Its then a simple matter to use the red cable connectors to connect the power cables to the corresponding wires located on the right hand side of the cavity. I used wire ties and plastic conduit to neaten up the excess wiring inside the cavity. I also shortened the wires going to the fan ensuring sufficient free play for the door to open fully. It goes without saying to make sure you connect the red wires to red wires and black wires to black. Use the supplied plastic tabs and wire ties to neaten up the wiring and ensure its all tucks away neatly when the door shuts and the cartridge is in place. Before putting the cartridge back in, test the fan by turning the 12v system back on and opening and closing the toilet flap.
The final step is one that isn't well explained in the instructions. You have to remove the plastic insertion plate in the bottom of the cartridge cavity. Call me thick but, for some reason, it wasn't immediately obvious what this part of the instructions was referring to.

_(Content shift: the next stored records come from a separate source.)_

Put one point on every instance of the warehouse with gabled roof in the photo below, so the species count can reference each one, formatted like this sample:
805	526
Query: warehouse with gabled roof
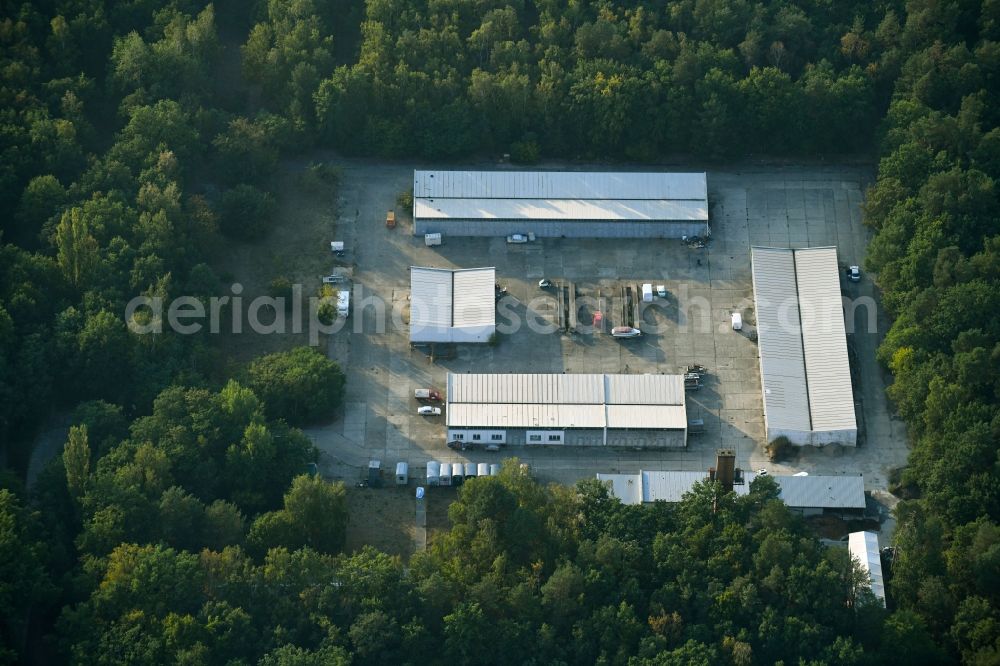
560	204
809	495
449	305
802	344
636	411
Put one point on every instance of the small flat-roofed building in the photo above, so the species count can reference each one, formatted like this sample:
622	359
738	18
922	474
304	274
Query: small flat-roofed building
560	204
636	411
864	549
452	305
802	345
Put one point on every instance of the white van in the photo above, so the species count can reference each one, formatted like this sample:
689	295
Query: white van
433	473
343	302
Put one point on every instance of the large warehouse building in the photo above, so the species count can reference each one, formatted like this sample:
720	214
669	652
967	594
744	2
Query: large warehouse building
560	204
809	495
802	343
639	411
452	305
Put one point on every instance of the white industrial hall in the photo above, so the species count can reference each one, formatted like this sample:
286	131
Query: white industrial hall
554	204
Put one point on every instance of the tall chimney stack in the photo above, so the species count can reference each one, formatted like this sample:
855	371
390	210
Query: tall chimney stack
725	466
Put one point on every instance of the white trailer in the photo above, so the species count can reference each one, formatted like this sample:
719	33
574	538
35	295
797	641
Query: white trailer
433	473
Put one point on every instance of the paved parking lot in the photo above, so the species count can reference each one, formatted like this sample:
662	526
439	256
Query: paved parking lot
778	207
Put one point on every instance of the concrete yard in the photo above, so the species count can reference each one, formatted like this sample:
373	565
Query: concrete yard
776	206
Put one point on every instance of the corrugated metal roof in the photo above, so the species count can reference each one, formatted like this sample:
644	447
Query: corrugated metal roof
824	339
626	487
558	185
863	547
824	492
671	486
430	298
473	302
442	299
645	389
535	388
805	371
560	209
516	415
797	492
783	370
589	400
647	416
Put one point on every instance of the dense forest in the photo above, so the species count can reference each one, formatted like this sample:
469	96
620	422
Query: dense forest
181	522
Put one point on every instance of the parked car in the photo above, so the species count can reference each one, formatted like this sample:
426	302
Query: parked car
625	332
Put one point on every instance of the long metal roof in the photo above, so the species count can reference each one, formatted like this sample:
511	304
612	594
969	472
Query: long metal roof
560	209
558	185
566	401
645	416
783	369
560	195
473	302
805	371
797	492
863	547
824	339
825	492
524	416
442	299
430	298
644	389
535	388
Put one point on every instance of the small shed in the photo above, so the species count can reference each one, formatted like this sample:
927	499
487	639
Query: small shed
433	473
375	473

Its a cover that sits on the bottom of the cavity floor and it has a raised section that activates a vent on the cartridge when it is inserted into the cavity. Removing this cover prevents this vent from opening and this is necessary for the proper operation of the SOG system. After removing this plate, store it in a safe place.
The only remaining step is to ensure the door closes properly with the cartridge in place. You may need to trim the ventilation hose to suit. Once you've got the right length, soften the end of the hose with hot water to get it to fit over the fan outlet. I didn't need to trim off any of ours as it sat neatly between the cartridge and the access door when shut.
And that's all there is to it. The only final touch I will make is to paint the filter cover black to match the rest of the checker-plate. The filter needs to be replaced every 12 months and the kit includes a label to write the next replacement date as a reminder.
I've heard people who have installed this system have been able stop to using chemicals in their cartridges. We will be giving the system a pretty good run when we head off on our trip so we will experiment with it to see what works best.